Puccini era affascinato dalla ‘settimana arte’, il cinematografo e La fanciulla del West sembra un copione per Hollywood. Nella California delle febbre dell’oro, Minnie gestisce un “saloon” per minatori; si trinca whisky; ci si azzuffa e si spara, ma in un’atmosfera da Cral (ossia da dopolavoro) poiché tra una rissa e l’altra, la bella giovane ostessa da tutti desiderata tiene lezioni di alfabetizzazione e spiega la Bibbia. Lo sceriffo Jack vorrebbe portarsela a letto, ma la fanciulla lo respinge sia perché non ha “ancora dato il primo bacio”, sia in quanto innamoratasi dello “straniero” Dick (che in lingua inglese è anche un modo educato per indicare chi sa utilizzare a pieno il proprio fallo) da desiderare di andare con lui sotto le lenzuola.
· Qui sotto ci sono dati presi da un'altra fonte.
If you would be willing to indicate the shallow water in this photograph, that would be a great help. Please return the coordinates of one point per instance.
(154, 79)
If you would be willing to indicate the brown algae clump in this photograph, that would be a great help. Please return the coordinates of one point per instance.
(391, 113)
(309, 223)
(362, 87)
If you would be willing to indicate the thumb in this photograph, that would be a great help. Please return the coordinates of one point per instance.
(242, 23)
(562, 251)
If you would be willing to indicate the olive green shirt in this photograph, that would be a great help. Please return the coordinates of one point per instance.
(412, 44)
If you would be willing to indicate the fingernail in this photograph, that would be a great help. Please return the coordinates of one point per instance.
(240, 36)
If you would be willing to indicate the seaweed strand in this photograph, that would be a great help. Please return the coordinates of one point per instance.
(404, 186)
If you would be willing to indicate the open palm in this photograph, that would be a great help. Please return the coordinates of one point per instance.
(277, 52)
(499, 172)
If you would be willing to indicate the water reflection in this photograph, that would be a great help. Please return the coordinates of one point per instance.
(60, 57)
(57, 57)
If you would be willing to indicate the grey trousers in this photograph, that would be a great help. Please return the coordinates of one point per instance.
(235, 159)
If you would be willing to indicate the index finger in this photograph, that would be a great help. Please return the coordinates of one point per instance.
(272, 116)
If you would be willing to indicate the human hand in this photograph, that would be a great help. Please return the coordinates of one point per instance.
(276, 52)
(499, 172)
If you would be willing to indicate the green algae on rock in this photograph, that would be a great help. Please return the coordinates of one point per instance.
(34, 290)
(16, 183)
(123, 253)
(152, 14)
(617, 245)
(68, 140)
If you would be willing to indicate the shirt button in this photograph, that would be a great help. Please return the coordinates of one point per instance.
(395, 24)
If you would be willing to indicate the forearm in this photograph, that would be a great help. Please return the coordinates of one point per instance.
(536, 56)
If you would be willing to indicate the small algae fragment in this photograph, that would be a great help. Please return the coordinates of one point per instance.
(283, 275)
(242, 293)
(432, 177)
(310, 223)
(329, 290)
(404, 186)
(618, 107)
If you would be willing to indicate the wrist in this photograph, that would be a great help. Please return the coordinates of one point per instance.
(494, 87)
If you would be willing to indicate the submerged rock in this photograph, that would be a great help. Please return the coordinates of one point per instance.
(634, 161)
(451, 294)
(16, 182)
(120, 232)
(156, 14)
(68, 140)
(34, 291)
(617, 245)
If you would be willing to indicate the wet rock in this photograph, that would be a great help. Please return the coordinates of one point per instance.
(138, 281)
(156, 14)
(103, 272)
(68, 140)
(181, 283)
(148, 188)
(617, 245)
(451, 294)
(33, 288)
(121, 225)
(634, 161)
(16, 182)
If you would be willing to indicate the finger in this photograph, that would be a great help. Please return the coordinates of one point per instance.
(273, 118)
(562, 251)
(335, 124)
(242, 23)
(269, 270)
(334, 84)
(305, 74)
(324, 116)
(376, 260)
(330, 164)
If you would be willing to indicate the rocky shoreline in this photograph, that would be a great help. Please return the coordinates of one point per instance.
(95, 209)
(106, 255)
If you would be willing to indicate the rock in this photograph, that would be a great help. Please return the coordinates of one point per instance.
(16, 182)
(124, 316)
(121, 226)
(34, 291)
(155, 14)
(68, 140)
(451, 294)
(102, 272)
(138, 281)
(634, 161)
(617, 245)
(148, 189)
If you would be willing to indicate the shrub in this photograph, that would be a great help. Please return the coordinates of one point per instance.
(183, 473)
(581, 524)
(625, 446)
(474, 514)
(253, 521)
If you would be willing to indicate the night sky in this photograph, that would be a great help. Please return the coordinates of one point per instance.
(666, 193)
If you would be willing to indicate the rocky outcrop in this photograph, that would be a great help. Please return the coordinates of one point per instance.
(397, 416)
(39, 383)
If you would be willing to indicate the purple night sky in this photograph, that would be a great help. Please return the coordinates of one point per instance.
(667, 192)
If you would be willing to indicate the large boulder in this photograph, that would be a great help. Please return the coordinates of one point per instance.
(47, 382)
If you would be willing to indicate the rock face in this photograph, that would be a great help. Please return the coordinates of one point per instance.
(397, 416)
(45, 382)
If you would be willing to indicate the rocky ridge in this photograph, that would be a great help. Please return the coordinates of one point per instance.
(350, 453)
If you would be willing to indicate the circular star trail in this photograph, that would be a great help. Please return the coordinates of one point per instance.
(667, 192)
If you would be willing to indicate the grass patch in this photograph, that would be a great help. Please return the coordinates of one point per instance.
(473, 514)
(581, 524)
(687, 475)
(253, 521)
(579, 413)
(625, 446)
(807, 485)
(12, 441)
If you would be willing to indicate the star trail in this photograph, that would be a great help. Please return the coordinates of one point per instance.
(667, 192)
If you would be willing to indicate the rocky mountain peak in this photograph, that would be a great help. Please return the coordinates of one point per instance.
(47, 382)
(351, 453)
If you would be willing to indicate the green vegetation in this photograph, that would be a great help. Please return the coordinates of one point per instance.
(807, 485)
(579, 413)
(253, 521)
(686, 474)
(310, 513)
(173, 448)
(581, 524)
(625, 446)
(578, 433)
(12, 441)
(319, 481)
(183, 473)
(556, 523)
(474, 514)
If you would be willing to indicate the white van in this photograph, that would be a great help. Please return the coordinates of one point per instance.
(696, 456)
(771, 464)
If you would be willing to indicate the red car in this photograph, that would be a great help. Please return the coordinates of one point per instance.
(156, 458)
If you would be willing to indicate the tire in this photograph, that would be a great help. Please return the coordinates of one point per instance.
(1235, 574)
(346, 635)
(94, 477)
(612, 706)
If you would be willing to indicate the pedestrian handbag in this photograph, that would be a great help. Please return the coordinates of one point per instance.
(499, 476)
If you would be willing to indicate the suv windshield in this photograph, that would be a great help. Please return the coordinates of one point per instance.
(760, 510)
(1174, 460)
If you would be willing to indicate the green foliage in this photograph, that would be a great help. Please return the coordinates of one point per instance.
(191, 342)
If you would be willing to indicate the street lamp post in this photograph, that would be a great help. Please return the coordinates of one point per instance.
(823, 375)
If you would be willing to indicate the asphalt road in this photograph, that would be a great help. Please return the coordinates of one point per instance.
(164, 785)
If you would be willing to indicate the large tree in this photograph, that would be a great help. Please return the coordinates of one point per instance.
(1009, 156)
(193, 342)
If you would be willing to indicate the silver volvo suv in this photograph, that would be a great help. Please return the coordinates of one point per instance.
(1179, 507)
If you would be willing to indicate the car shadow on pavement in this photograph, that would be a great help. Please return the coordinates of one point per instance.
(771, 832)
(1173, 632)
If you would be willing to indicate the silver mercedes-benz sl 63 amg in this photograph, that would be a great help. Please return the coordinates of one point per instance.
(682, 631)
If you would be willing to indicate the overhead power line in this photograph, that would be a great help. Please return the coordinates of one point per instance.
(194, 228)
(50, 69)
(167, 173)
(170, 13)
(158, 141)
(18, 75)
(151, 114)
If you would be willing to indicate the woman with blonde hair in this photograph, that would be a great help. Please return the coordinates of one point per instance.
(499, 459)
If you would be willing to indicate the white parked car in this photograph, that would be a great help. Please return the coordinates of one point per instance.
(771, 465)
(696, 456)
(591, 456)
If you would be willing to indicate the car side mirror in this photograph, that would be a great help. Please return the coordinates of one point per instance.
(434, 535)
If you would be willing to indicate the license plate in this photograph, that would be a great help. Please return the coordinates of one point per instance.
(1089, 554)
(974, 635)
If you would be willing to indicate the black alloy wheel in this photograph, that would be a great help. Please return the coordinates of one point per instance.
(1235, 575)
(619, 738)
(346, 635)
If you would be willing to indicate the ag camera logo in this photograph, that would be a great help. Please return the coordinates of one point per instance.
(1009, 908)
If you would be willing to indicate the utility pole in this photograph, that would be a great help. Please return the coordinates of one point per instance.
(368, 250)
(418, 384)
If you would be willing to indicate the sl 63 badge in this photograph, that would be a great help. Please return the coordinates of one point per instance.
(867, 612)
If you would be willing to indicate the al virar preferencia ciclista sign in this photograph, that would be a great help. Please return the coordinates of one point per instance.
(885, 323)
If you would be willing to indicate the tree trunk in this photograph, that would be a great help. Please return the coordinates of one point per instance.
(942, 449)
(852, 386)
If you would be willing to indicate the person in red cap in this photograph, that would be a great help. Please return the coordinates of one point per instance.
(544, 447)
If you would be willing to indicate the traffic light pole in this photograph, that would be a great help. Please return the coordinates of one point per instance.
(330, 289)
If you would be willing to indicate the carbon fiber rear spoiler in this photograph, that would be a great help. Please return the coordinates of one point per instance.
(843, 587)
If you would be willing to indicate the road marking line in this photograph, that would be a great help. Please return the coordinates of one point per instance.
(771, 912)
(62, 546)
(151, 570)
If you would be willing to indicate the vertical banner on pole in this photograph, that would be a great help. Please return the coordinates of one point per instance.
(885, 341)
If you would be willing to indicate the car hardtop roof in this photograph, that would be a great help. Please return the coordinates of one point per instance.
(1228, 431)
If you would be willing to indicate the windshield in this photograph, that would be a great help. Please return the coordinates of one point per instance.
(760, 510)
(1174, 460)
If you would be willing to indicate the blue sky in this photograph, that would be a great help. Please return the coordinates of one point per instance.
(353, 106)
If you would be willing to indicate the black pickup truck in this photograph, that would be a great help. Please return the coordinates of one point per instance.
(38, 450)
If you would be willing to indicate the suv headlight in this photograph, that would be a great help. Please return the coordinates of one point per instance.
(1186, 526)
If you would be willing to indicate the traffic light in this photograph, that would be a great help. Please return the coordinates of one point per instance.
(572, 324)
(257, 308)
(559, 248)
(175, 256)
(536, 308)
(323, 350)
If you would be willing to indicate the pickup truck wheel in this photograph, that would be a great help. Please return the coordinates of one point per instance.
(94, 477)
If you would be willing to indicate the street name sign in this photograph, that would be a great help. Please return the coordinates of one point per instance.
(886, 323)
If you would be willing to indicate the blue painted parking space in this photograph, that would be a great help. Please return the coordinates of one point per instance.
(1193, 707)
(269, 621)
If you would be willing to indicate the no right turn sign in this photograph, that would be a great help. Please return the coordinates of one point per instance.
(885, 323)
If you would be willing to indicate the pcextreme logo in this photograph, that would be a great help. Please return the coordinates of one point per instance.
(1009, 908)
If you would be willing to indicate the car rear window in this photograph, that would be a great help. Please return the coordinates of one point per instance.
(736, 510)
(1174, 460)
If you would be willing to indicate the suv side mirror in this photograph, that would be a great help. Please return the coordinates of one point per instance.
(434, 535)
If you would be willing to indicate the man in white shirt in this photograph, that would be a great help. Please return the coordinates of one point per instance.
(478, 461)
Dick è un ladrone in fuga, ma Minnie non lo sa. Finisce col pernottare (ma in giacigli separati) nella casa della ragazza. Lo sceriffo lo scopre, Minnie ingaggia con lui una partita di poker dove mette in palio la vita di Dick o la propria verginità. Barando, vince e salva temporaneamente il ladrone di cui è innamorata. Braccato, quest’ultimo finirebbe sulla forca se non arrivasse a cavallo, Minnie con due Colt cariche di piombo e un discorso ai minatori. Dick viene perdonato e i due lasciano la California.
L’introduzione dell’opera si svolge in un cinema inizio Novecento dove si proietta un Western; con un abile gioco di proiezioni, il cinema si trasforma nella locanda di Minnie. Parimenti, alla fine del terzo atto, la foresta diventa l’uscita del cinema ed i due protagonisti cambiano costumi; da quelli dell’intreccio diventano attori di Hollywood, Parte del loggione, che attendeva Minnie a cavallo e con le armi puntate, ha espresso proteste. Ottima la recitazione ed i movimenti delle masse. Molto bello il bianco e nero, interrotto solamente nel primo atto da una maxiproiezione , nel fondale, del rosso deserto californiano.
Andiamo alla parte musicale. Come detto da Gavazzeni, la protagonista è l’orchestra della Scala. La novità è che questa edizione critica rivela non solo l’abilità di Puccini di utilizzare ‘temi locali’ per aggiungere ‘colore locale’ ed un uso del leit motiv tale da incorporare la lezione wagneriana in una struttura musicale novecentesca ma anche una grande attenzione alla seconda scuola di Vienna ed alle innovazioni musicali che là stavano nascendo. E’ un Western ‘espressionista’ come al cinema si sono visti solamente negli Anni Sessanta. Bravissimi i professori dellaScala nell’affrontare la difficile prova. In certi momenti (specialmente nella seconda parte del primo atto), Chailly è cosi preso dall’orchestra da non tenere un giusto equilibrio tra buca e palcoscenico, coprendo le voci della Haveman e di Aronica.
La fanciulla del West richiede cantanti attori di grande vaglia. Il ruolo di Minnie è scritto per un soprano wagneriano (ricordo la Nilsson diretta da von Matacic) ma in grado di andare a cavallo ed utilizzare carabina e pistola. Tanto Eva-Maria Westbroek quanto Barbara Haveman sono soprani usi a Wagner. Haveman ha , per certi aspetti, salvato la serata ma, al debutto alla Scala e senza prove, non è usa alle peculiarità acustiche della sala del Piermarini. Quindi, ha ecceduto in vibrato. Roberto Aronica ha superato le mie aspettative. Claudio Sgura è stato un efficace sceriffo. Eccellenti i quindici caratteristici .
Molti applausi ma qualche ‘boo’ all’uscita di Carsen e dei suoi collaboratori.